Tutoring is not only popular in East Asia, but is also becoming a trend in western countries of Europe and North America. In spite of the global trend, Hong Kong continues to run one of the most active and prosperous tutoring industries in the world. Various factors explain its success.
Firstly, there is the cultural factor. A common stereotype of Asian students is their strong commitment to academic success. Asian parents pay much more attention to academic results than their western counterparts. Students, therefore, are trained to take education matters quite seriously starting from a young age.
Secondly, the lifestyle in the never-sleeping metropolis of Hong Kong is in favour of tutorial schools. Hongkongers work long hours and consequently, they cannot provide sufficient homework guidance to their children. Tutorial schools can therefore do a better job in this respect.
Moreover, the frightening cost of real estate in the city often results in three or four generations of family members living under one roof. Flats could be so tiny and noisy that there is no proper place for children to revise or do homework. Hence, tutorial centers are the ideal place to go after school.

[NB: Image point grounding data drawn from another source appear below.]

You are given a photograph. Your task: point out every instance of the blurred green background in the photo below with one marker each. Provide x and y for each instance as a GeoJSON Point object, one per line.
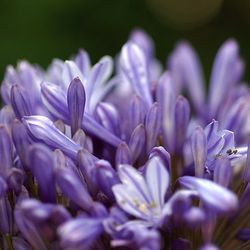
{"type": "Point", "coordinates": [42, 29]}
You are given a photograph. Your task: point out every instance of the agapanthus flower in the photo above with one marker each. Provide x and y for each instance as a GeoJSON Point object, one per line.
{"type": "Point", "coordinates": [139, 157]}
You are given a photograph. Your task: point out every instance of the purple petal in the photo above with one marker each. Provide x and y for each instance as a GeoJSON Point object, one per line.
{"type": "Point", "coordinates": [106, 177]}
{"type": "Point", "coordinates": [223, 172]}
{"type": "Point", "coordinates": [199, 150]}
{"type": "Point", "coordinates": [136, 113]}
{"type": "Point", "coordinates": [6, 222]}
{"type": "Point", "coordinates": [246, 172]}
{"type": "Point", "coordinates": [189, 68]}
{"type": "Point", "coordinates": [157, 178]}
{"type": "Point", "coordinates": [108, 117]}
{"type": "Point", "coordinates": [83, 62]}
{"type": "Point", "coordinates": [97, 77]}
{"type": "Point", "coordinates": [137, 142]}
{"type": "Point", "coordinates": [152, 126]}
{"type": "Point", "coordinates": [70, 72]}
{"type": "Point", "coordinates": [43, 130]}
{"type": "Point", "coordinates": [134, 66]}
{"type": "Point", "coordinates": [123, 154]}
{"type": "Point", "coordinates": [163, 155]}
{"type": "Point", "coordinates": [6, 151]}
{"type": "Point", "coordinates": [213, 195]}
{"type": "Point", "coordinates": [21, 141]}
{"type": "Point", "coordinates": [225, 73]}
{"type": "Point", "coordinates": [76, 103]}
{"type": "Point", "coordinates": [80, 233]}
{"type": "Point", "coordinates": [41, 165]}
{"type": "Point", "coordinates": [182, 116]}
{"type": "Point", "coordinates": [166, 98]}
{"type": "Point", "coordinates": [73, 188]}
{"type": "Point", "coordinates": [56, 102]}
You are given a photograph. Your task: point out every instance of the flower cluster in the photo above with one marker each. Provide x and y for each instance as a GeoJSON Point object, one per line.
{"type": "Point", "coordinates": [140, 157]}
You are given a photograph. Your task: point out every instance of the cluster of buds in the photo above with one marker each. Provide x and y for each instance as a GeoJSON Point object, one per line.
{"type": "Point", "coordinates": [139, 157]}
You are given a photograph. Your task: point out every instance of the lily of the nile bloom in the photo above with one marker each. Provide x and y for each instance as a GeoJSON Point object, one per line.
{"type": "Point", "coordinates": [213, 144]}
{"type": "Point", "coordinates": [229, 107]}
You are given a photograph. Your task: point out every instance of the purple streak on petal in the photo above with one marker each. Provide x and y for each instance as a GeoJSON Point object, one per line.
{"type": "Point", "coordinates": [213, 195]}
{"type": "Point", "coordinates": [20, 244]}
{"type": "Point", "coordinates": [41, 165]}
{"type": "Point", "coordinates": [6, 151]}
{"type": "Point", "coordinates": [73, 188]}
{"type": "Point", "coordinates": [3, 187]}
{"type": "Point", "coordinates": [189, 69]}
{"type": "Point", "coordinates": [84, 141]}
{"type": "Point", "coordinates": [83, 62]}
{"type": "Point", "coordinates": [237, 114]}
{"type": "Point", "coordinates": [80, 233]}
{"type": "Point", "coordinates": [134, 66]}
{"type": "Point", "coordinates": [166, 98]}
{"type": "Point", "coordinates": [59, 124]}
{"type": "Point", "coordinates": [76, 103]}
{"type": "Point", "coordinates": [246, 172]}
{"type": "Point", "coordinates": [43, 130]}
{"type": "Point", "coordinates": [29, 231]}
{"type": "Point", "coordinates": [87, 165]}
{"type": "Point", "coordinates": [209, 246]}
{"type": "Point", "coordinates": [134, 179]}
{"type": "Point", "coordinates": [6, 222]}
{"type": "Point", "coordinates": [157, 178]}
{"type": "Point", "coordinates": [137, 142]}
{"type": "Point", "coordinates": [123, 154]}
{"type": "Point", "coordinates": [225, 73]}
{"type": "Point", "coordinates": [199, 150]}
{"type": "Point", "coordinates": [223, 172]}
{"type": "Point", "coordinates": [182, 116]}
{"type": "Point", "coordinates": [136, 113]}
{"type": "Point", "coordinates": [152, 126]}
{"type": "Point", "coordinates": [97, 77]}
{"type": "Point", "coordinates": [70, 72]}
{"type": "Point", "coordinates": [21, 141]}
{"type": "Point", "coordinates": [106, 177]}
{"type": "Point", "coordinates": [56, 103]}
{"type": "Point", "coordinates": [15, 179]}
{"type": "Point", "coordinates": [163, 155]}
{"type": "Point", "coordinates": [7, 115]}
{"type": "Point", "coordinates": [108, 117]}
{"type": "Point", "coordinates": [20, 102]}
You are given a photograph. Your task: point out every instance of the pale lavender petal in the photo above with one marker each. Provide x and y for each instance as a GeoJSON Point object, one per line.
{"type": "Point", "coordinates": [199, 150]}
{"type": "Point", "coordinates": [134, 66]}
{"type": "Point", "coordinates": [82, 60]}
{"type": "Point", "coordinates": [246, 172]}
{"type": "Point", "coordinates": [43, 130]}
{"type": "Point", "coordinates": [71, 71]}
{"type": "Point", "coordinates": [123, 154]}
{"type": "Point", "coordinates": [223, 172]}
{"type": "Point", "coordinates": [136, 113]}
{"type": "Point", "coordinates": [152, 126]}
{"type": "Point", "coordinates": [166, 98]}
{"type": "Point", "coordinates": [76, 103]}
{"type": "Point", "coordinates": [157, 178]}
{"type": "Point", "coordinates": [41, 165]}
{"type": "Point", "coordinates": [6, 151]}
{"type": "Point", "coordinates": [137, 142]}
{"type": "Point", "coordinates": [106, 177]}
{"type": "Point", "coordinates": [213, 195]}
{"type": "Point", "coordinates": [182, 116]}
{"type": "Point", "coordinates": [224, 75]}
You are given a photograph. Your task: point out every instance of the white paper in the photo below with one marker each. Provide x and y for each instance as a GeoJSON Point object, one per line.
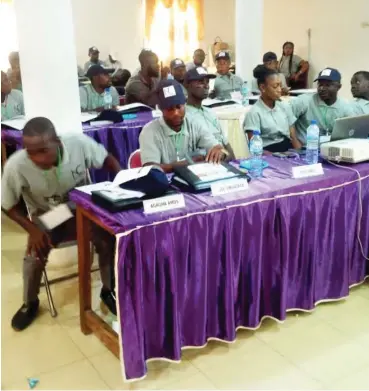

Thirdly, the education system of Hong Kong is highly competitive; there are far more high school graduates than the number of seats in local universities. A student's future is solely determined by his or her performance in the HKDSE examination (formerly the HKCEE and HKALE) administered by the Education Bureau. A high mark means a place in one of the best universities. A low mark may suggest no university at all, and therefore no future.
This result-oriented education system explains the success of the so-called "Cram Schools" in Hong Kong since the early 2000s. Cram Schools are exam-oriented and employ a number of fashionably dressed and coiffed tutors with a set of marketing gimmicks to attract students to join their tutorials where they mainly teach exam tips and strategies.
There is no doubt that these tutors have done an excellent job in guiding students to approach the exams. Some tutors were even able to predict upcoming exam questions with a high degree of accuracy. Despite the public confidence in Cram Schools, a number of critics about the failing local education system have emerged. Hong Kong students are encouraged to study the exam trends to score a high mark, and as a result most of them fail to understand the content. So is this really the purpose of education?
In conclusion, parents and students should bear in mind that high school is not the end of the journey. What matters next is university - tertiary education is about equipping students with adequate analytical and problem-solving skills by leveraging on the core foundations developed in secondary school. While exam skills can only help them once, a solid understanding of the subject matter can help them throughout their life journey.